The University of Pittsburgh has been whining the most about how much it has to pay now to PAT for the free ride program and has been angling to pay less. The simple fact here is that PAT can't afford to subsidize Pitt's program, especially at 80% subsidization, just so Pitt can use the program to help lure in students as well as employees.
I'm not against free transport for employees and students at a university but I am against providing it when the university doesn't want to pay the full freight for it. The college and/or university is the one that benefits from such an arrangement, not the transit system. The supporters of the program claim it will encourage transit use which is true but on the flip side, it is also helping to bankrupt the transit system so that all the encouraged use will be for nothing.
Pitt, CMU and other institutions and businesses that have such plans need to pay for it. The transit system can't continue to afford subsidizing these free rides to the tune of 80% of the cost of each rider, as is the case at PAT and the Pitt/CMU arrangement.
As mentioned in the earlier article, PAT isn't innocent in this mess. They failed to charge enough on the first contract so the precedent is set price wise. The universities have been balking at the cost from day one and want to pay less but they really need to be quadrupling their payment for the free transit perk for their students and employees. PAT officials, trying to help encourage transit use as well as polish its image, were too eager to acquiesce to demands for smaller contract fees initially.

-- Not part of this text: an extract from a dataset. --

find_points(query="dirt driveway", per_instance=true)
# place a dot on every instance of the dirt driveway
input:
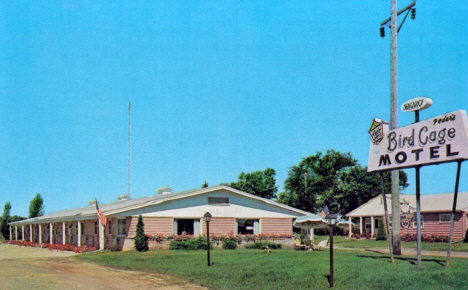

What I see happening in Pittsburgh is that PAT will get the universities to pay a bit more but nowhere close to the amount required. If PAT is lucky, they'll end up subsidizing each ride to the tune of 65% to 70% rather than the 80% they currently do. PAT is painted into a corner on this one.
If PAT were to not re-up the contract where it continues to heavily subsidize the free rides, students would be protesting on the street over the callousness of PAT's actions while being urged on by the university. University officials would be sending out press releases blasting the decision and claiming PAT is turning away riders and trying to make the cost of education even more expensive. The Liberal leaning Pittsburgh Post-Gazette (who totally ignored this story by the way) and campus newspapers would be blasting PAT from all sides in both news stories as well as in editorials. Few would hear PAT's side under the din of protest which is that PAT is losing tens of millions of dollars subsidizing a free ride service that the universities should be subsidizing since they are the ones that want it.
Even if PAT ends up getting a bit more money, universities will lambaste PAT by increasing tuition under the excuse of having to pay PAT their blood money. It's a public relations nightmare PAT faces in addition to the fiscal problems they already have. As I have long said, "once the government giveth, it can't taketh away easily". PAT is basically in a lose-lose situation over this while the universities hold the trump card.